Affected Versions: This issue affects CDSW 1.6.x and CDSW 1.7.x on the following platforms:
  • CDH 5: CDS 2.4 release 2 (and lower)
  • CDH 6: Versions of Spark that ship with CDH 6.0.x, CDH 6.1.x, CDH 6.2.1 (and lower), CDH 6.3.2 (and lower)
Solution: Upgrade to CDSW version 1.7.1 or higher, and either:
  • CDH version 6.4.0, 6.2.2, 6.3.3 or higher
  • CDH 5 with Spark 2.4 release 3

Spark lineage collection is not supported with Cloudera Data Science Workbench

Lineage collection is enabled by default in Spark 2.3. This feature does not work with Cloudera Data Science Workbench because the lineage log directory is not automatically mounted into CDSW engines when a session/job is started.

Affected Versions: CDS 2.3 release 2 (and higher) Powered By Apache Spark

With Spark 2.3 release 3 (or higher), if Spark cannot find the lineage log directory, it will automatically disable lineage collection for that application.

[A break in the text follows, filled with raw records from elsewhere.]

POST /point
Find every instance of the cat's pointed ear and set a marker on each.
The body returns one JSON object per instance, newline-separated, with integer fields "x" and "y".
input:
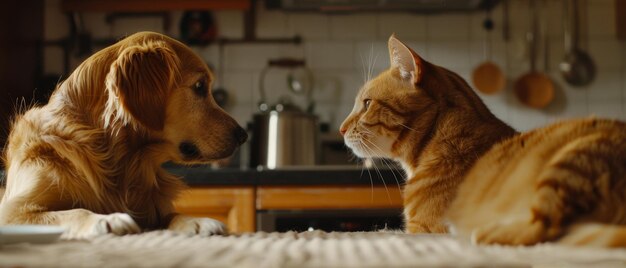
{"x": 408, "y": 63}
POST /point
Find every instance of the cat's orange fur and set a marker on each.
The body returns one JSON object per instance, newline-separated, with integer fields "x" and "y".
{"x": 464, "y": 166}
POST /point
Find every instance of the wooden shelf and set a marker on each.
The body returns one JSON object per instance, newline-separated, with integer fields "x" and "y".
{"x": 231, "y": 205}
{"x": 151, "y": 5}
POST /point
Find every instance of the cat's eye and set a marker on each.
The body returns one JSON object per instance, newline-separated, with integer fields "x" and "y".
{"x": 200, "y": 88}
{"x": 366, "y": 103}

Spark jobs will continue to execute in Cloudera Data Science Workbench, but lineage information will not be collected.

With Spark 2.3 release 2, Spark jobs will fail in Cloudera Data Science Workbench. Either upgrade to Spark 2.3 release 3 which includes a partial fix (as described above) or use one of the following workarounds to disable Spark lineage:

Workaround 1: Disable Spark Lineage Per-Project in Cloudera Data Science Workbench

To do this, set spark.lineage.enabled to false in a spark-defaults.conf file in your Cloudera Data Science Workbench project. This will need to be done individually for each project as required.

Workaround 2: Disable Spark Lineage for the Cluster

  1. Log in to Cloudera Manager and go to the Spark 2 service.
  2. Click Configuration.
  3. Search for the Enable Lineage Collection property and uncheck the checkbox to disable lineage collection.
  4. Click Save Changes.
  5. Go back to the Cloudera Manager homepage and restart the CDSW service for this change to go into effect.

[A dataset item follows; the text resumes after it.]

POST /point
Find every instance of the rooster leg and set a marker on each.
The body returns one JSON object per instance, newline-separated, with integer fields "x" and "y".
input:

Cloudera Bug: DSE-3720, CDH-67643

Monitoring Spark Applications invoked from CDSW

To monitor spark_on_yarn applications invoked from CDSW, an embedded Spark UI is displayed right next to the session/job. This was achieved by disabling RM proxy. However, with this change, attempts to access the same Spark application using the RM UI will result in Error 500 (connection refused).

Affected Versions: CDSW 1.6 and higher.

Workaround: If the Administrator wants to troubleshoot a running spark-on-yarn application invoked by an end-user from the workbench, the user must share their session using the Share button on the right side of the console. An alternate workaround which will not provide realtime updates is to access the Spark Application UI from the Spark History Server UI > Incomplete Applications.

Cloudera Bug: DSE-4979

Crashes and Hangs

  • If CDSW is using HTTP or HTTPS_PROXY settings the following will occur:
    • The _Terminal will spin forever.
    • The applications will not reach a started state.
    You can access the _Terminal by going to: tty- {engine id} .cdsw-url.com. There is no workaround.

    Cloudera Bug: DSE-12898

  • The CDSW terminal remains active even after the CDSW web session times out.

    Cloudera Bug: DSE-12064

  • The CDSW web UI might freeze while updating the job schedule to Dependant if there is no other job to be depended on.

    Workaround: If there are no jobs to be dependent on, then refresh the page and select the appropriate setting from the Schedule field before saving other changes on the page.

    Cloudera Bug: DSE-12032

  • Restarting an application from Cloudera Manager crashes the kubelet process on a kernel older than 4.3 and CDSW 1.8 running on the Kubernetes cluster 1.14.x because of an existing Kubernetes bug. This happens because the kernel version does not support cgroups pids controller.

    Workaround: Install CDSW 1.8 on nodes that have the kernels having cgroups for pids feature enabled. To check whether the kernel has the pids feature enabled, run the following command:
    cat /proc/cgroups/

    If the subsystem (subsys_name) in the output does not contain pids, then do not install CDSW 1.8 on that node.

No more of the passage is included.